Two years later, as a high school senior, she returned. “We worked with local neighborhoods on restoring their spirits. Our first assignment was to create a mural for a pre-school in a run-down area. Then, we did a walk with residents in this same area to advocate for safety in the neighborhoods and on surrounding streets by doing away with crime.” Then, in 2011, came a third New Orleans venture, through SEND (Students Exploring New Destinations). “We worked with Operation Helping Hands at three different houses that needed scraping, cocking, priming, and painting. We also went to a local swamp to plant vegetation and a dog park to plant trees.”
These intense but short service encounters have their limitations. A critically intelligent writer whom I’ve been fortunate enough to teach in the English/Sociology course “Literature of Social Responsibility”, Mitchell certainly knows that neighborhood walks, in and of themselves, aren’t enough to dramatically change crime rates, just as she probably also knows that there are larger structural problems that can only be addressed on the governmental level. But now that I’ve seen firsthand the college groups who impact my hometown of Tuscaloosa, I see that each of those trips brings fresh energy and young bodies to the long, slow grind of recovery – as well as reminding the locals that people elsewhere haven’t forgotten.

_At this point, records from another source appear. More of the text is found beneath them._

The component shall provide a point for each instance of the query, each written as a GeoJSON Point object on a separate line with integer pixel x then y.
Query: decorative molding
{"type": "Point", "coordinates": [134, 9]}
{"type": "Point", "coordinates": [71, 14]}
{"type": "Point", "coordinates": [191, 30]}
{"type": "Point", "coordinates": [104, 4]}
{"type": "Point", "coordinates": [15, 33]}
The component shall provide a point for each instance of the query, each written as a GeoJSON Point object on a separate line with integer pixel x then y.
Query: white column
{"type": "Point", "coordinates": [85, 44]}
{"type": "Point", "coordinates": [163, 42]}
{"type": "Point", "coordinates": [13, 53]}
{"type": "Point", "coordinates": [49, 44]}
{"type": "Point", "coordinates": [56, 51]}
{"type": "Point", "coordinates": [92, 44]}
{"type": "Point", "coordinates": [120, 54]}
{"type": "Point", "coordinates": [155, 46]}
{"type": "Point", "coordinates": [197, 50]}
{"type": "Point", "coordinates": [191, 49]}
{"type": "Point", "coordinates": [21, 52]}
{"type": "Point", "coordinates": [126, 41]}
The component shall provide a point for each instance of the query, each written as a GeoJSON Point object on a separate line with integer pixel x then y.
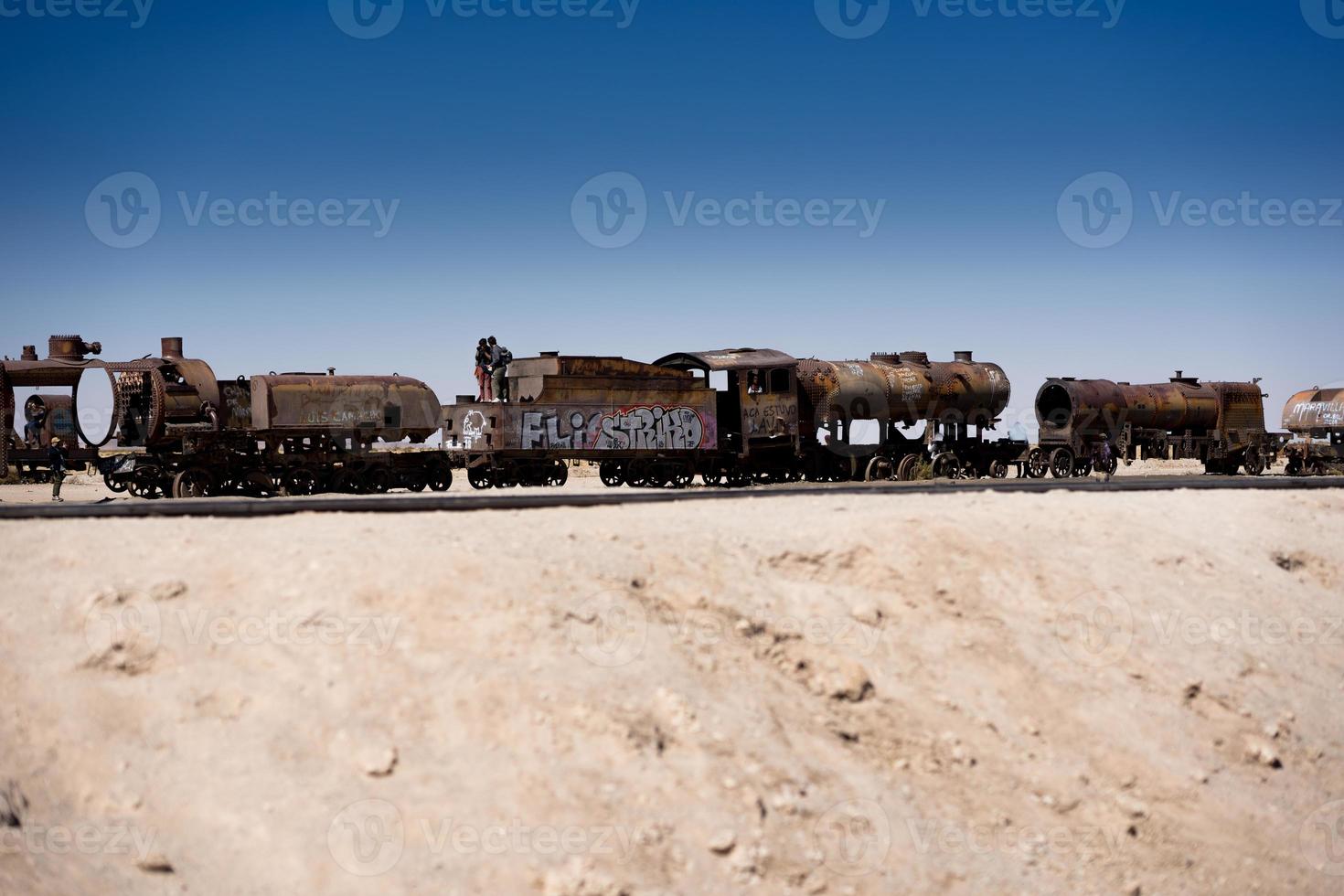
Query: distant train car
{"type": "Point", "coordinates": [286, 432]}
{"type": "Point", "coordinates": [45, 415]}
{"type": "Point", "coordinates": [1315, 420]}
{"type": "Point", "coordinates": [1220, 423]}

Certainly, that’s the case for Katrina – who decided that even three visits to the Big Easy weren’t enough. So she signed on as student leader of the January expedition. “The most interesting experience I had … was seeing the reactions of my friends. Last year’s group of students was all seniors with the exception of myself. Therefore, when I returned home it was hard to communicate my experience with my friends because they hadn’t had the opportunity of visiting Louisiana themselves. So this year I was especially excited to share such an experience with people that I already enjoy spending time with. It made me happy to see them doing the same work that I was so passionate about.”
The work this time involved two structures. They did a lot of scraping, priming, and painting on the home of an elderly woman who had just lost her husband. Then, in an abandoned flood-damaged structure, the group tore away walls and floors and stripped away old paint. The group even helped remove Christmas decorations from a park after a community celebration.
When it comes to the educational component of mission, Katrina’s work in New Orleans has dealt with concerns ranging from housing and crime to ecology and children – and more. Meanwhile, what strikes her most, seemingly, is what she’s learned about the city of New Orleans.
“The spirit of the people is what keeps me going back to New Orleans,” Katrina told me. “Their resilience is amazing and inspiring. The city has quickly come back to life since the hurricane and its devastating effects. Yes, Rome wasn’t built in a day, but because of the thousands upon thousands of volunteers that have come to help, New Orleans grew back stronger than ever. I am in love with the city and its people.”
Her experience underscores the value of leaving one’s home region.
“As a person who has always lived in the Northeast, nothing is more refreshing than the true Southern hospitality that remains consistent between each and every individual that you run into from the area, whether it’s in the streets, on a trolley, at the French Quarter, or wondering along Bourbon Street.
“Everyone is all smiles all the time. They may appreciate the work that volunteers do, but they do not realize how much we appreciate them for what they are able to show us through their warmth and compassion in accepting and welcoming us to their community.”